Eu me cansei de negar pedidos de matrículas e ser cúmplice de uma conjuntura que trata com descaso os alunos – nosso maior patrimônio – e o ensino de línguas. Ao longo desses anos, para mim é sempre uma enorme frustração recusar tantos alunos, inclusive – e sobretudo – aqueles que fazem uma escolha não compulsória de estudar uma língua “inútil” como é o italiano. Normalmente são os que têm melhores resultados, não só do ponto de vista acadêmico. Eu acredito realmente que quando as pessoas aprendem sobre outras línguas e culturas se tornam melhores. Não defendo portanto apenas o italiano, embora a italofonia seja sem dúvida um amplo e maravilhoso campo para experiências de alteridade.
A comunidade universitária precisaria se solidarizar no sentido de manter vivo e ativo o principal instrumento de transmissão de conhecimento. A internacionalização e a ciência não se fazem apenas com o inglês. Somos um país, um continente, um mundo multiétnico nos quais TODAS as línguas são igualmente importantes. No caso do italiano, justamente o Estado mais rico economicamente do País e que se orgulha de ter 25% da população de origem italiana, não defende nem difunde seu patrimônio linguístico e cultural.
É um enorme equívoco histórico achar que o mundo caminha para o monolinguismo, mesmo se nos ativermos apenas no campo científico e tecnológico (vejam a título de curiosidade que mesmo a internacionalização tão alardeada é plurilíngue, por isso a necessidade de defender “i nostri volgari” – português, italiano e espanhol. Imaginem que as comunidades hispanófona, italófona e lusófona reúnem cerca de um bilhão de pessoas (aproximadamente 250 milhões de falantes de italiano, 258 milhões de português, 472 milhões de espanhol).

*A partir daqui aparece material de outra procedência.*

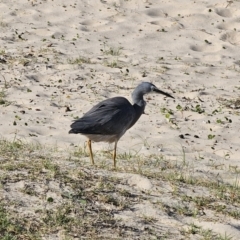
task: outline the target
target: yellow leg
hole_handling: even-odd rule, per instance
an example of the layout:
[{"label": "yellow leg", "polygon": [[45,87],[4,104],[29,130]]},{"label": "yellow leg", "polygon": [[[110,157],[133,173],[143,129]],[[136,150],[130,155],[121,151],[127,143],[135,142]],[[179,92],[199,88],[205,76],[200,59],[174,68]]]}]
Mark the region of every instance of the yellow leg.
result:
[{"label": "yellow leg", "polygon": [[117,162],[116,162],[116,156],[117,156],[117,141],[115,141],[115,145],[114,145],[114,151],[113,151],[113,166],[114,168],[116,168],[117,166]]},{"label": "yellow leg", "polygon": [[94,165],[94,159],[93,159],[93,154],[92,154],[92,142],[91,142],[90,139],[88,140],[88,148],[89,148],[89,153],[90,153],[90,158],[91,158],[92,165]]}]

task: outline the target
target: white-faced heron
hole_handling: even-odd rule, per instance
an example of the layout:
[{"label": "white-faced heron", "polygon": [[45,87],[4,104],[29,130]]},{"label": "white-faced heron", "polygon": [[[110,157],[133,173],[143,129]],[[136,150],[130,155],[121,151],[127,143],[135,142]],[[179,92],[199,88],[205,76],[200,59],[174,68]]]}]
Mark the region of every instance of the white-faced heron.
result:
[{"label": "white-faced heron", "polygon": [[124,97],[109,98],[95,105],[82,118],[71,124],[69,133],[80,133],[88,138],[92,164],[94,164],[94,160],[91,141],[115,142],[113,161],[116,168],[118,140],[144,113],[146,102],[143,95],[154,92],[174,98],[170,94],[159,90],[152,83],[143,82],[132,93],[133,105]]}]

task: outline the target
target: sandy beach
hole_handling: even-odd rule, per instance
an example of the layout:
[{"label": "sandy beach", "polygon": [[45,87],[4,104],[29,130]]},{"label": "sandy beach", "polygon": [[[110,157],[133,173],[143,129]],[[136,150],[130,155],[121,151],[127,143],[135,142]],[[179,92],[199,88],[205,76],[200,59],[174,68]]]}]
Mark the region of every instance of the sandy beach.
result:
[{"label": "sandy beach", "polygon": [[[240,1],[2,0],[0,10],[2,139],[55,147],[56,163],[63,169],[61,156],[64,160],[68,152],[86,146],[84,136],[68,134],[74,119],[106,98],[124,96],[131,101],[139,83],[151,82],[175,99],[145,97],[145,114],[118,143],[119,168],[114,172],[98,167],[103,162],[112,165],[111,155],[106,155],[112,149],[108,143],[93,143],[97,167],[86,154],[74,168],[115,176],[129,192],[151,195],[132,202],[135,210],[115,209],[114,218],[141,232],[146,223],[137,219],[149,216],[158,226],[156,235],[150,238],[144,232],[142,238],[133,234],[116,239],[163,239],[158,231],[171,233],[165,239],[240,239],[240,202],[226,200],[232,196],[229,192],[223,200],[206,186],[189,187],[186,182],[176,190],[169,179],[158,182],[152,175],[129,170],[137,164],[136,155],[150,162],[159,157],[171,166],[184,165],[188,176],[235,186],[239,192]],[[2,183],[0,199],[22,196],[24,202],[24,194],[16,193],[21,184]],[[211,206],[202,207],[204,214],[172,216],[166,211],[191,205],[194,197],[211,198]],[[156,207],[158,201],[165,207]],[[218,211],[215,204],[231,211]],[[14,211],[24,218],[35,210],[26,205]],[[203,238],[199,232],[186,236],[182,229],[190,224],[225,238]],[[65,239],[51,234],[41,239]],[[104,237],[114,239],[114,234]]]}]

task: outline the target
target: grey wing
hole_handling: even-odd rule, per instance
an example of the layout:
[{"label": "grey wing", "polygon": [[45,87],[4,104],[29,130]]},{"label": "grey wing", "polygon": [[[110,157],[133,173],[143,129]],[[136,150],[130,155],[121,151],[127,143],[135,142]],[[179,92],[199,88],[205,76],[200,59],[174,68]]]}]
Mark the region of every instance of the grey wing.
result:
[{"label": "grey wing", "polygon": [[135,110],[122,97],[104,100],[71,125],[72,133],[119,135],[131,125]]}]

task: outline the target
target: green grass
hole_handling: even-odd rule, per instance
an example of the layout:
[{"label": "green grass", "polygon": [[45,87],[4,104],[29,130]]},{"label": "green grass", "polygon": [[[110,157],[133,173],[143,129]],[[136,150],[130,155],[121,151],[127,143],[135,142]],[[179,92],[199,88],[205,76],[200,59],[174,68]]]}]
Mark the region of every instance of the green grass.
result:
[{"label": "green grass", "polygon": [[[230,185],[195,176],[185,155],[182,161],[170,161],[163,155],[119,154],[113,170],[108,153],[91,166],[84,149],[63,153],[16,138],[0,140],[0,156],[1,240],[51,239],[54,234],[62,239],[181,239],[195,234],[201,239],[231,239],[186,223],[176,235],[176,226],[159,228],[161,216],[204,220],[208,210],[221,221],[240,217],[237,180]],[[118,174],[138,174],[159,190],[138,190]],[[198,190],[202,194],[195,193]],[[164,202],[166,197],[173,201]],[[136,206],[145,203],[161,214],[135,213]],[[133,214],[132,225],[115,217],[125,211]]]}]

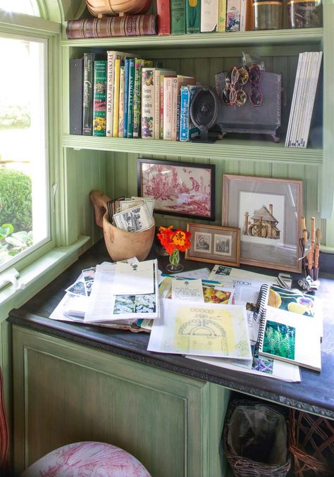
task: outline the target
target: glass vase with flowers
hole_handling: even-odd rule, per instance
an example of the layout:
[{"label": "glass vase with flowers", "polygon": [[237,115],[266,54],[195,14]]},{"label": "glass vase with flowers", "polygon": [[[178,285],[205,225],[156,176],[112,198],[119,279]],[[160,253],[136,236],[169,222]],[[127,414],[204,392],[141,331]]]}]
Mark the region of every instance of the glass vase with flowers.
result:
[{"label": "glass vase with flowers", "polygon": [[169,255],[166,269],[171,273],[177,273],[183,270],[183,266],[180,262],[180,252],[190,248],[191,233],[180,228],[173,230],[173,227],[159,227],[157,237]]}]

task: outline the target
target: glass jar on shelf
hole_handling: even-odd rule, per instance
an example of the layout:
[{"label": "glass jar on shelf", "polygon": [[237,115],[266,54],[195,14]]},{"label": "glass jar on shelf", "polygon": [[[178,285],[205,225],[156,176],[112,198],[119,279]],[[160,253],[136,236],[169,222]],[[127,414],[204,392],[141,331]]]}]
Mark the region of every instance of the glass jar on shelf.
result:
[{"label": "glass jar on shelf", "polygon": [[282,28],[282,0],[252,0],[253,30]]},{"label": "glass jar on shelf", "polygon": [[287,18],[290,28],[322,27],[322,0],[288,0]]}]

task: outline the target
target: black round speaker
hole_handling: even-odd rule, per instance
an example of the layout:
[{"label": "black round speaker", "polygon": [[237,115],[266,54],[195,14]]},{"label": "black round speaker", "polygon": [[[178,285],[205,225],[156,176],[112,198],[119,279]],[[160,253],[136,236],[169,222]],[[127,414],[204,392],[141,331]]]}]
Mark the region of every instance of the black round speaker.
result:
[{"label": "black round speaker", "polygon": [[190,104],[190,118],[200,130],[205,131],[215,125],[219,113],[219,99],[211,86],[201,86]]}]

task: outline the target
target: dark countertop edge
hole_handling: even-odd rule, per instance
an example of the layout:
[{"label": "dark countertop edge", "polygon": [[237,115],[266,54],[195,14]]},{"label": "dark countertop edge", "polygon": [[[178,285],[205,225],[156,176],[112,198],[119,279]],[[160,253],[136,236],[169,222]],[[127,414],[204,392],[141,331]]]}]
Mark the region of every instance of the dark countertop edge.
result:
[{"label": "dark countertop edge", "polygon": [[[287,393],[285,390],[283,394],[273,393],[266,390],[266,383],[269,378],[264,378],[252,375],[252,385],[240,383],[242,378],[247,380],[249,375],[242,371],[231,373],[229,378],[217,376],[217,371],[221,373],[230,372],[230,370],[218,368],[206,364],[202,361],[196,361],[187,359],[179,355],[155,354],[142,349],[131,349],[130,346],[123,343],[106,342],[106,340],[101,337],[93,338],[87,337],[84,330],[79,327],[73,327],[73,324],[61,321],[54,321],[48,318],[43,318],[33,314],[24,312],[21,309],[16,309],[11,311],[8,321],[15,325],[27,328],[56,337],[68,340],[80,345],[88,346],[99,350],[105,351],[113,354],[119,355],[134,361],[154,366],[157,368],[173,371],[178,374],[183,374],[195,379],[214,383],[223,386],[231,390],[238,391],[245,394],[250,395],[254,397],[264,399],[277,402],[278,404],[293,407],[301,411],[318,414],[323,417],[334,419],[334,410],[328,409],[323,407],[322,403],[317,402],[314,398],[313,404],[300,401],[293,395],[294,393]],[[70,329],[69,327],[71,327]],[[131,332],[128,332],[131,333]],[[117,341],[117,337],[116,339]],[[185,360],[185,362],[182,361]],[[185,366],[187,365],[187,366]],[[203,368],[205,368],[204,371]],[[206,371],[207,370],[207,371]],[[234,377],[235,379],[233,379]],[[275,378],[272,378],[275,379]],[[276,380],[280,383],[280,380]],[[280,381],[284,385],[284,381]],[[298,383],[295,383],[297,385]],[[296,392],[297,389],[296,388]]]}]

Internamente não há perspectiva de uma política voltada de fato para uma educação plurilingue e para plurilinguismo embora esse seja um importante tema de pesquisa nesta universidade, como no resto do mundo. Infelizmente não há uma AÇÃO pelo plurilinguismo que não fique ou no campo da teoria ou da precarização e da comercialização do ensino de línguas.
Quando julgam ser necessário cortar algo para atender a um certo “mercado” (com uma visão distorcida do que é o mercado, inclusive), as primeiras a serem eliminadas são as humanidades e as línguas. Vejo com perplexidade como não há uma insurgência em defesa das nossas línguas, inclusive as indígenas, que compõem a nossa comunidade acadêmica e que, portanto, poderíamos e deveríamos também aprender e ensinar.
Divulgação realizada por solicitação da professora Silvia Gatti, na condição de sindicalizada à ADunicamp. As opiniões expressas nos textos assinados são de total responsabilidade do(a)s autore(a)s e não refletem necessariamente a posição oficial da ADunicamp, nem de qualquer uma de suas instâncias (Assembleia Geral, Conselho de Representantes e Diretoria).
Cecilia Casini
Compartilho totalmente a apoio as palavras da prof.a. Regina. E’ triste ver como se desconhece e não se dá valor, por parte de quem ‘toma as decisões’ , ao ensino das línguas em âmbito universitário, espaço público precioso e para proteger. Especificamente ao italiano, língua e cultura tão rica é importante na história do Brasil. E’ triste!